Scaling Observability to Service Level Management

Scaling by way of abstraction, aggregation, and compression is critical in the effective and efficient service level management of large-scale and highly connected systems. Scaling here is not merely the storing of vast amounts of observability data often of questionable value. We have seen that play out in the application monitoring space with the movement to cloud hosting without much in the way of improvement in our day-to-day ability to monitor and manage. No, scaling here pertains to the operators’ (human or machine) ability to quickly observe and assess the level of service quality across hundreds, if not thousands, of interconnected systems, services, and endpoints. The primary reason for distributed tracing, metrics, and event logging for failing to deliver much-needed capabilities and benefits to systems engineering teams rests squarely with the underlying observability model.

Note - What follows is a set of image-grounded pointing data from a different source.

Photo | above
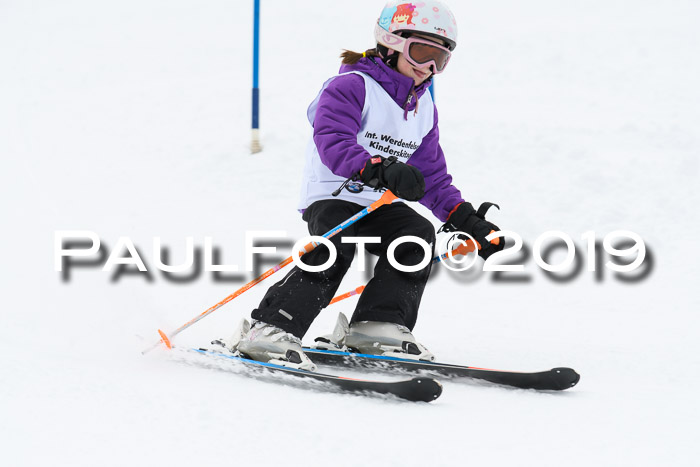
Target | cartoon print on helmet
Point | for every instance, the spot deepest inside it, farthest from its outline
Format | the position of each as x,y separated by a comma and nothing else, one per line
430,17
402,17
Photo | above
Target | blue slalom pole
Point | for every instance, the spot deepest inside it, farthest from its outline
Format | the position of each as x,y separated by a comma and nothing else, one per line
255,134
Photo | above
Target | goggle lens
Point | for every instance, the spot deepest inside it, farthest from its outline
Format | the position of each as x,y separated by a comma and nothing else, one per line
422,53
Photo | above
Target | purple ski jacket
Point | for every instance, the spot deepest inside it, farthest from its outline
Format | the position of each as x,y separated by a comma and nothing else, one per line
338,120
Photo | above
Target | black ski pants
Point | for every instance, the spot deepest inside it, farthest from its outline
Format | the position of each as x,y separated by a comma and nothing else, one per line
390,296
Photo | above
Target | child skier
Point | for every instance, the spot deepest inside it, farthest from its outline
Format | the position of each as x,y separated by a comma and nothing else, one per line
373,124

There is no natural or inherent way to transform and scale the analysis of such observability data collection to the generation of signals and inference of states.

An Operational Matrix

Current observability technologies and techniques make the fundamental mistake in thinking that someone somewhere is going to haplessly spend an enormous amount of time and money in wading through vast amounts of quantitative data and somehow miraculously churn out a large number of aggregations and rules that generate signals and alerts after the fact. Of course, this all assumes it is indeed possible to combine and relate metrics or logs or traces into something that can be evaluated by a classification function. Well, sorry to say, but in practice, this is impractical, if not impossible, to do and maintain even if it were possible to merely aggregate quantitative measurements such as the response time across different systems, services, and endpoints. Those service level management and alerting demonstrations vendors often tout as smart or intelligent only ever work with toy systems and applications because the model is woefully inadequate for this nature of qualitative performance analysis work. A diagnostic-like model is not going to transform into a useful service level model, no matter how much data or engineering effort you wastefully throw at it. Stop. Rethink.

Aggregating Matrix Models

OpenSignals, on the other hand, has been designed with the end goal in mind – a service level model that scales by way of qualitative measures (signals), composition (naming), scoring (status), and scoping (context). There are no expensive intermediary steps in getting to a signal from a mixed bag of structure, semi-structured, and unstructured data and data types. OpenSignals is primarily a signaling library. It starts with the creation of a named service within a context. It then concerns itself with the emittance or receipt of signals from the perspective of a library user (application developer or observability engineer). It is the responsibility of the OpenSignals service provider implementation (SPI) and those tasked with configuring its runtime to provide and perform the scoring and propagation of signals and inferred status over a namespace and/or across contexts within a distributed environment. Tooling and solutions built on OpenSignals concern themselves primarily with policies such as how the status of multiple endpoints merge at the service and system level, or what consensus algorithmic mechanism to be employed across a collection of process (or execution unit) instances housing services and endpoints. The OpenSignals model caters to both logical (name) and physical (context) structuring.